This means that one abstract identifier can be realised by more than one concrete identifier. This happens when two different identifiers, in two different identifier schemes, are managed to be equivalent—e.g. both a Handle and an ARK, or URLs in two different domains. This equivalence makes sense only if the two identifiers are understood to be fulfilling the same underlying purpose (and not merely contingently). So the identifier model accounts for the statement that http://www.example.com/pdf/a.pdf is migrated to http://cms.example.com/repository/a.pdf (an ostensive change in identifier), by claiming that both concrete identifiers realise the abstract identifier ("example.com's PDF repository", "a.pdf"). The concrete identifiers are defined by particular servers and systems; the abstract identifier is defined by the management and intention common to both.
If the label in the two concrete identifiers is the same, then the same label, in different contexts, is used to identify the same thing. The contexts are still different, so the two are not guaranteed to remain synonymous. Because the two concrete identifiers can nonetheless be confused as being the same, the identifier model gives them a distinct name (homologues). Retaining the same label across contexts is useful in managing multiple contexts.
The identifier model's approach distinguishing abstract from concrete identifiers is not common: usually if two concrete identifiers are distinct, no attempt is made to model any underlying identity between them. In some approaches, this differentiation even extends to differences of encoding, or of names of contexts. (For example, the URIs doi:10.1000/182 and info:doi:10.1000/182, are distinct strings, and some systems will process them as distinct identifiers for that reason - even though they are in fact different encodings of the same identifier.) However the notion of an abstract identifier allows us to capture the intent behind associating a label with a thing, which ultimately resides in an authority rather than a specific system - let alone a particular encoding or representation. This allows identifiers to be considered not merely equivalent, but synonymous (deliberately and reliably equivalent), because the same authority intends them to mean the same thing. Because identifiers are signs used meaningfully, this intent is important to capture.
The following are definitions of qualities of entities:
It is critical to this model that identifiers identify things uniquely; what that means is determined by the information model used for the things identified.
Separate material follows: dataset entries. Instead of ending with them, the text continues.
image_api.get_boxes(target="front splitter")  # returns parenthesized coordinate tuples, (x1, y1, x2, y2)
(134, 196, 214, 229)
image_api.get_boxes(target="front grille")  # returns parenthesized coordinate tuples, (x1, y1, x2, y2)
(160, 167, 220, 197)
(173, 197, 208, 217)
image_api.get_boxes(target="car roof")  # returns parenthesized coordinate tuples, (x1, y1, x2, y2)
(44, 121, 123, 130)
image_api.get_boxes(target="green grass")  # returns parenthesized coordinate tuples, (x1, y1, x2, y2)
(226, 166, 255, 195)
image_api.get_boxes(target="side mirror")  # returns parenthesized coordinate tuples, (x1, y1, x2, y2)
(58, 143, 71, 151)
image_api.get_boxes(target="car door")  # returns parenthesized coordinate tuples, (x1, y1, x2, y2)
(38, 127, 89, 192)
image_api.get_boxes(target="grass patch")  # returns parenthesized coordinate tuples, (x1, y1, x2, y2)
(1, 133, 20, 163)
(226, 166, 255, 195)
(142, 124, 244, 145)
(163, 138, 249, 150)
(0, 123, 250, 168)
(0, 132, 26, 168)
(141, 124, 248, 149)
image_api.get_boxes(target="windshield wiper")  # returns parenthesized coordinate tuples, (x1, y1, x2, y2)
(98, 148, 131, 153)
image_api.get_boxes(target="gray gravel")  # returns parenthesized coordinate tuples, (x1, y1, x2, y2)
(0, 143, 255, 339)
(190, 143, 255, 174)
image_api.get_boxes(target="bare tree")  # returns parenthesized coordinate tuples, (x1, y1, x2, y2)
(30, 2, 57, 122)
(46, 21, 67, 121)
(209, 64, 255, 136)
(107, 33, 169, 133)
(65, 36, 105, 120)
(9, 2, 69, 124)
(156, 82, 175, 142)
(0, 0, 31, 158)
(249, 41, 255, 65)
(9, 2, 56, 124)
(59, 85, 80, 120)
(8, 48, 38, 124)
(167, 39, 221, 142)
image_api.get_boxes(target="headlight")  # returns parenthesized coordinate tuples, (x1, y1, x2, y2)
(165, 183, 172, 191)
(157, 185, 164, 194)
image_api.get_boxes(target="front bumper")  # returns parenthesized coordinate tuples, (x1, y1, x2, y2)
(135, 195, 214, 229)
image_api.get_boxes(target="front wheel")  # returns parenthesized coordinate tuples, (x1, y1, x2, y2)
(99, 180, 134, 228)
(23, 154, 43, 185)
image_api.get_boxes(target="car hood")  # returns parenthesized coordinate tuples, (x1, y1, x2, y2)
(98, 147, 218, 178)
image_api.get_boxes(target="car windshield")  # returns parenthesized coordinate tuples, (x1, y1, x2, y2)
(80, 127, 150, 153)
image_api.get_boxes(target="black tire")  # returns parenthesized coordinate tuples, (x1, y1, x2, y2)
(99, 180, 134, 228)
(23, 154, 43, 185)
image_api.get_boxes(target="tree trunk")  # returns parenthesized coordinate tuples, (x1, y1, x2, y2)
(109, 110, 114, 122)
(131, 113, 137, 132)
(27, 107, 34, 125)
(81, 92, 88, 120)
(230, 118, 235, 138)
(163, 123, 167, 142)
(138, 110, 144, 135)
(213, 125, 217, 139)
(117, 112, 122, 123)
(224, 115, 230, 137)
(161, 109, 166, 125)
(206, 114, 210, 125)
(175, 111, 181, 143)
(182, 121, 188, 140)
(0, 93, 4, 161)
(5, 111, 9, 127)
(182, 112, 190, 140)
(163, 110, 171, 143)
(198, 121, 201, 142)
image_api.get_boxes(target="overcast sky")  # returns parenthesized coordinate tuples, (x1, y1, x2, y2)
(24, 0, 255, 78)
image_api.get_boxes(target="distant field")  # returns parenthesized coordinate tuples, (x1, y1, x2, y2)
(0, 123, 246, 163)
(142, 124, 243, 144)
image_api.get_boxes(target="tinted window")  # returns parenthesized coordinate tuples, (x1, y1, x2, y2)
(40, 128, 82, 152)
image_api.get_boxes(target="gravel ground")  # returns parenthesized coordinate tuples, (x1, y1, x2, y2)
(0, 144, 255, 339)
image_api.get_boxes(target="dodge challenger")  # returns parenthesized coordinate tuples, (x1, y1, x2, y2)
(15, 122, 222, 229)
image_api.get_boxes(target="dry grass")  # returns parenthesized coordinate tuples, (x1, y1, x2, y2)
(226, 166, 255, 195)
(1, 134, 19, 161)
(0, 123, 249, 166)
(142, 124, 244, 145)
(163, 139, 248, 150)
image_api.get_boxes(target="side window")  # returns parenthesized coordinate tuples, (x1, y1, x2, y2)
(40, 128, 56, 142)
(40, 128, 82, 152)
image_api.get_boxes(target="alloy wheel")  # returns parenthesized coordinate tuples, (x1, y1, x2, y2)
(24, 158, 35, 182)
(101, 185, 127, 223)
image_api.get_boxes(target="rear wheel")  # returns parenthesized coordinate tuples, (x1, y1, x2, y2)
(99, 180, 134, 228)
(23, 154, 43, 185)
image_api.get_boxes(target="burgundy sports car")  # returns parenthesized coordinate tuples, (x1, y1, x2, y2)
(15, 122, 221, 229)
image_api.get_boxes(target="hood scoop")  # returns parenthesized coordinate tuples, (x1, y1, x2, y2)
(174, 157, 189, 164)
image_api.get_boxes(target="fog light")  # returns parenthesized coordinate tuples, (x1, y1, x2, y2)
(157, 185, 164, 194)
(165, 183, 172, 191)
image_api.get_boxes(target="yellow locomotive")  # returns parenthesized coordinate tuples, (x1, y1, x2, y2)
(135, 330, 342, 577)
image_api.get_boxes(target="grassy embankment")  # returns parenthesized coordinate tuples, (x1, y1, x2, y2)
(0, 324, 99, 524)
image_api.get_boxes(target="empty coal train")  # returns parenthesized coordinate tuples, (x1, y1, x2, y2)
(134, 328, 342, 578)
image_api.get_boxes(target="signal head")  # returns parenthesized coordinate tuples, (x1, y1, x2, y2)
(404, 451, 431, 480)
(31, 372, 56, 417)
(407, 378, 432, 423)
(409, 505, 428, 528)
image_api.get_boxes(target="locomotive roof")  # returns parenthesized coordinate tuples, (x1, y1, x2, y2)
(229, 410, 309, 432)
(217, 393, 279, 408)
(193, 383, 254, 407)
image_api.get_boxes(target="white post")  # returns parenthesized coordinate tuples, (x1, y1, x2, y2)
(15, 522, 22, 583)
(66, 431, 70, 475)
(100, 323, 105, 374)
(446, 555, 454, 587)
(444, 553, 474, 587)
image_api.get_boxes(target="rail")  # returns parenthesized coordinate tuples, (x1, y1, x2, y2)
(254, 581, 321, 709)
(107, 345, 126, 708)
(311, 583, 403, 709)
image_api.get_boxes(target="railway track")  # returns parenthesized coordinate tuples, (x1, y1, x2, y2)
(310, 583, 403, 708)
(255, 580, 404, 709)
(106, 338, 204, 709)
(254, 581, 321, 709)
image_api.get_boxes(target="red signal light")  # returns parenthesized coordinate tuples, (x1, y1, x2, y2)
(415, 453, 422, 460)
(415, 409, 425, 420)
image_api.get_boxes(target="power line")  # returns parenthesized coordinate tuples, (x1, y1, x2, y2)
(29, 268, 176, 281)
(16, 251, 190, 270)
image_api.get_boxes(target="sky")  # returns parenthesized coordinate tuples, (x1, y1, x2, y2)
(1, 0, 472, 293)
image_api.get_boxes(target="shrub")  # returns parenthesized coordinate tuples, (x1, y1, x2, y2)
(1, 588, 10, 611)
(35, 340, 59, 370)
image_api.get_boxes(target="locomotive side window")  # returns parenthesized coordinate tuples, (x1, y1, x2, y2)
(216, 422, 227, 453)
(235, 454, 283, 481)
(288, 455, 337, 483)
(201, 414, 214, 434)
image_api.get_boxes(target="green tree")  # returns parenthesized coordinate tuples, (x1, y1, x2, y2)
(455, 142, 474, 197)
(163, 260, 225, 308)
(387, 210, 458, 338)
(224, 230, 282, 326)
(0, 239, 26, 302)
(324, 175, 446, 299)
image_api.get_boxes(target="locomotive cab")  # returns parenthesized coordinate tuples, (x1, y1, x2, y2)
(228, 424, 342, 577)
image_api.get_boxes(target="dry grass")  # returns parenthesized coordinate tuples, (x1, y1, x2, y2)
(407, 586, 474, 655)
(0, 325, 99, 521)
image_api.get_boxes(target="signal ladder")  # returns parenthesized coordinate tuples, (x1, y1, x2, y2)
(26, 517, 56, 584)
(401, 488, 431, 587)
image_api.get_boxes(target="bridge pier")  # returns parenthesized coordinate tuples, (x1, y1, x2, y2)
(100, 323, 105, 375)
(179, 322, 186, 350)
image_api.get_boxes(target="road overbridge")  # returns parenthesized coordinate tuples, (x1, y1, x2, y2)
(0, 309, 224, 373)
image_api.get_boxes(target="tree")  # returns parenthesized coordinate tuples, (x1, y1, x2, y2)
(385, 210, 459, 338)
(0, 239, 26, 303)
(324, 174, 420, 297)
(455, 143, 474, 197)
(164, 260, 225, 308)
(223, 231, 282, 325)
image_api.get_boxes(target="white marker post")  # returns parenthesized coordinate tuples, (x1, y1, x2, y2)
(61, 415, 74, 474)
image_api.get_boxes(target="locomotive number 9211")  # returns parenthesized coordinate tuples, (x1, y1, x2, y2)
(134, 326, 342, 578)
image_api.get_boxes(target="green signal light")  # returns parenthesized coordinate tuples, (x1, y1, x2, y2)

An identifier can identify an aggregation (which is a single thing, but has multiple components); it can also identify an abstraction, which may encompass multiple concrete things (e.g. different versions of a digital object can be identified by the same identifier, because the identifier does not identify a single version.)
Uniqueness is only meaningful relative to a scope. For example, "Perth" is not unique in the scope of city names on Earth (let alone in the scope of the universe); but it is unique in the scope of city names in Western Australia. The scope of uniqueness of a name motivates the definition of a context for the name. So defining the context of the name "Perth" as "city names in Western Australia" means "Perth" can still be used as an identifier unambiguously, in the given context.
Universality is useful for discovery: if only one identifier exists for an object in a registry, then searching for all instances of that identifier in the registry will discover all references to the object. If the object is known to have multiple identifiers, on the other hand, then discovery requires a separate search for each identifier.
If the context for an identifier is "all known naming systems" (the global context), universality is not a realistic expectation. There cannot be only one possible identifier in the world for a given thing, so long as any authority can set up its own identifier management system. However, various alternate strategies emulate universality - particularly preferred identifiers: an authority can advocate that one identifier should be preferred over its synonyms in its specific sphere of influence. This allows the search space for discovery to be constrained. Establishing preferred identifiers is the motivation for normalising names in catalogues and databases.
If the context for an identifier is "a single identifier management system", by contrast, universality is often realised: a particular identifier management system will often have only one identifier for a given thing.
Both "persistent" and "accountable" are second-order qualities when applied to identifiers. Identifiers are not persistent or accountable in themselves, but persistent or accountable with regard to other qualities, such as resolvability, citability, registration, association, and so on.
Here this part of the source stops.